Não se deve ser intimidado ou desencorajado pela forma experimental do texto, pelas citações acadêmicas ou pelos nomes de grandes autores. Seu editor Jo Lendle, que já estava trabalhando nos textos de Dorothee Elmiger para a editora Du Mont e agora também para a Hanser, diz: “Elmiger reconhece que o conhecimento não é adquirido de forma linear. Ela mostra que estes caminhos são em si mesmos uma fonte de descobertas. Determinada, intensa, cuidadosa, ela rastreia os fenômenos, e os envolve em redes – e são essas redes de referências, esses vínculos que tornam sua escrita incomparável”, diz ele.

Logo no início do livro, Elmiger usa a imagem de um arbusto para o qual a narradora avança e se prende. Um pouco mais adiante, a imagem de um grande quadrado onde ela espalha tudo o que encontrou, documentos, notas e fragmentos de texto: “Aqui não há uma ordem predeterminada”, escreve ela. “Cada vez que você volta a este caos, as coisas parecem ter desenvolvido novas relações umas com as outras”.

As relações entre as coisas estão no centro das atenções.
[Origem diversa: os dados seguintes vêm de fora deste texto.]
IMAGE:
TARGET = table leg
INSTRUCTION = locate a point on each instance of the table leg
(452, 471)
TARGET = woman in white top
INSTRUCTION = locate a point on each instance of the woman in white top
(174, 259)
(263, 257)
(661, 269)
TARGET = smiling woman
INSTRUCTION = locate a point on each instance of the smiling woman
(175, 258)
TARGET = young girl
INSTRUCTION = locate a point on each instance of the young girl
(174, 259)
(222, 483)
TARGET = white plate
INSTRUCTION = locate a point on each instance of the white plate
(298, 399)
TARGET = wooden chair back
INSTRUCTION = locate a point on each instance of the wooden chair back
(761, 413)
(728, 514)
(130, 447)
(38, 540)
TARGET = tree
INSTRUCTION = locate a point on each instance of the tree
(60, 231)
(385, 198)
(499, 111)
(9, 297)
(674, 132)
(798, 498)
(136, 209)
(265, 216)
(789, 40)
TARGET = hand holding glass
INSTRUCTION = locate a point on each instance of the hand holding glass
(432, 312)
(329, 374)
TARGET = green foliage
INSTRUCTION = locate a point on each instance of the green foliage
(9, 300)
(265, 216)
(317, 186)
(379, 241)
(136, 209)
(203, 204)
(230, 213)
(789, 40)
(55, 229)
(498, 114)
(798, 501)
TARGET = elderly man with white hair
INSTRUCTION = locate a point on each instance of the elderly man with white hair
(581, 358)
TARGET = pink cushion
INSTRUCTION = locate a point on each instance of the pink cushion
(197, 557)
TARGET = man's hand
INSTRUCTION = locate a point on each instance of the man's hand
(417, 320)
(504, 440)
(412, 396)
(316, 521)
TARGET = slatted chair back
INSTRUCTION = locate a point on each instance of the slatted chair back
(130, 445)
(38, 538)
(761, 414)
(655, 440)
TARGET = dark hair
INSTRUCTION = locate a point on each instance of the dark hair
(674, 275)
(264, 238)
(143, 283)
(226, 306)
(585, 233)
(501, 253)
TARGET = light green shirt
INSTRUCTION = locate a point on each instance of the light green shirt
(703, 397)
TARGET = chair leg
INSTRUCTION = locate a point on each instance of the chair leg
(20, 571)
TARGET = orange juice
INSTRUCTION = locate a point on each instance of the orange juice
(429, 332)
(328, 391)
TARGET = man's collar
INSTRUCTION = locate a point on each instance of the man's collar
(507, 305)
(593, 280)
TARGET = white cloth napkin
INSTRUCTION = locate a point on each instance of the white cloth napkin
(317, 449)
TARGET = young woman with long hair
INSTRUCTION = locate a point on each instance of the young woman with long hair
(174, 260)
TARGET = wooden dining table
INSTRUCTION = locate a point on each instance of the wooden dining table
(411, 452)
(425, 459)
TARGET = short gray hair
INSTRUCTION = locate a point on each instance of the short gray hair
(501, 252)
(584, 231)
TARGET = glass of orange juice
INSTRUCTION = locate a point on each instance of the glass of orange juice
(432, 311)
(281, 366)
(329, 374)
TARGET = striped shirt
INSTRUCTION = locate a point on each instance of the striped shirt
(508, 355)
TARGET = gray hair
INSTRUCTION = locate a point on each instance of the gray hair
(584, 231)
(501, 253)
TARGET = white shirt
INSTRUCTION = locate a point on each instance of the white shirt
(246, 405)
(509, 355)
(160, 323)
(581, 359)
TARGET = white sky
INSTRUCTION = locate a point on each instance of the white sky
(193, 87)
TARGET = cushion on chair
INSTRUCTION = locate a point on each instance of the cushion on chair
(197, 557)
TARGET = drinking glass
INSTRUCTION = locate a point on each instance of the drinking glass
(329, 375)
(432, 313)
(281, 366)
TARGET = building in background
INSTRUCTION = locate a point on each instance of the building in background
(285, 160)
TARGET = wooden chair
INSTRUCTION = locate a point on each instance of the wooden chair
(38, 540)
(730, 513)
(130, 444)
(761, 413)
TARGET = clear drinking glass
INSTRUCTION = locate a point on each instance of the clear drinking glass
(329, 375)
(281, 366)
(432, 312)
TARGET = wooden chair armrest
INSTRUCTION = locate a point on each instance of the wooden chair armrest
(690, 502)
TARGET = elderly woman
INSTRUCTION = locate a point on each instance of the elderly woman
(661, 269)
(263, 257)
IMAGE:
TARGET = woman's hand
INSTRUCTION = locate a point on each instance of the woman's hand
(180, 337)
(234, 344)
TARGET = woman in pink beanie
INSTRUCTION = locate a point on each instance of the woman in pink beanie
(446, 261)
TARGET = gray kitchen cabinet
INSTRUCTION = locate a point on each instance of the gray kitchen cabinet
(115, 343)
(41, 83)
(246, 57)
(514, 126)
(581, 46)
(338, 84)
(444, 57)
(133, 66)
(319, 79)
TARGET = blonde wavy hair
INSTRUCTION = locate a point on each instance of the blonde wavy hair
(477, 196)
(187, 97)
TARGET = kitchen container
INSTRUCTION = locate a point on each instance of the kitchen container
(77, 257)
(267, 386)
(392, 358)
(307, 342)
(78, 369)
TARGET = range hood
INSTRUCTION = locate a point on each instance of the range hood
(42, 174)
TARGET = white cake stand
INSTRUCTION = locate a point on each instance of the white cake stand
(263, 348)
O jogo é uma vez descrito como “a personificação apolítica da esperança de emancipação ou liberdade”. E o jogo de azar é visto como um “ritual” que restaura a “ordem original”. O livro é uma colagem de textos que dialogam de uma maneira brilhante e às vezes até impressionante. É um convite para refletir sobre as condições em que vivemos – e das quais também somos um elemento.

O primeiro romance de Dorothee Elmiger, Einladung an die Waghalsigen (2010 – Convite aos atrevidos – ou também ousados ou imprudentes), é sobre duas irmãs em um mundo apocalíptico. Sua segunda obra, publicada em francês sob o título La société des abeilles (A Sociedade das Abelhas) pela éditions d’en bas, trata de fronteiras. Seu novo livro Aus der Zuckerfabrik (Da Fábrica de Açúcar) começa e se concentra na produção de açúcar. Açúcar que evoca apetite, cobiça, inveja, prazer, mas que, visto de uma perspectiva histórica, foi produzido nas Américas sob condições assassinas – por escravos. No capitalismo mercantil da época, o sistema salarial era difícil de exportar para o exterior. Neste livro, Dorothee Elmiger combina trechos de textos de campos aparentemente distantes, como psiquiatria, misticismo e a literatura de Max Frisch. É uma forma de entender os meandros do nosso mundo. Mas também deve ser lido pela precisão e beleza da linguagem.

Dorothee Elmiger: Aus der Zuckerfabrik, Hanser Verlag, 272 páginas. Uma tradução em inglês está em preparação.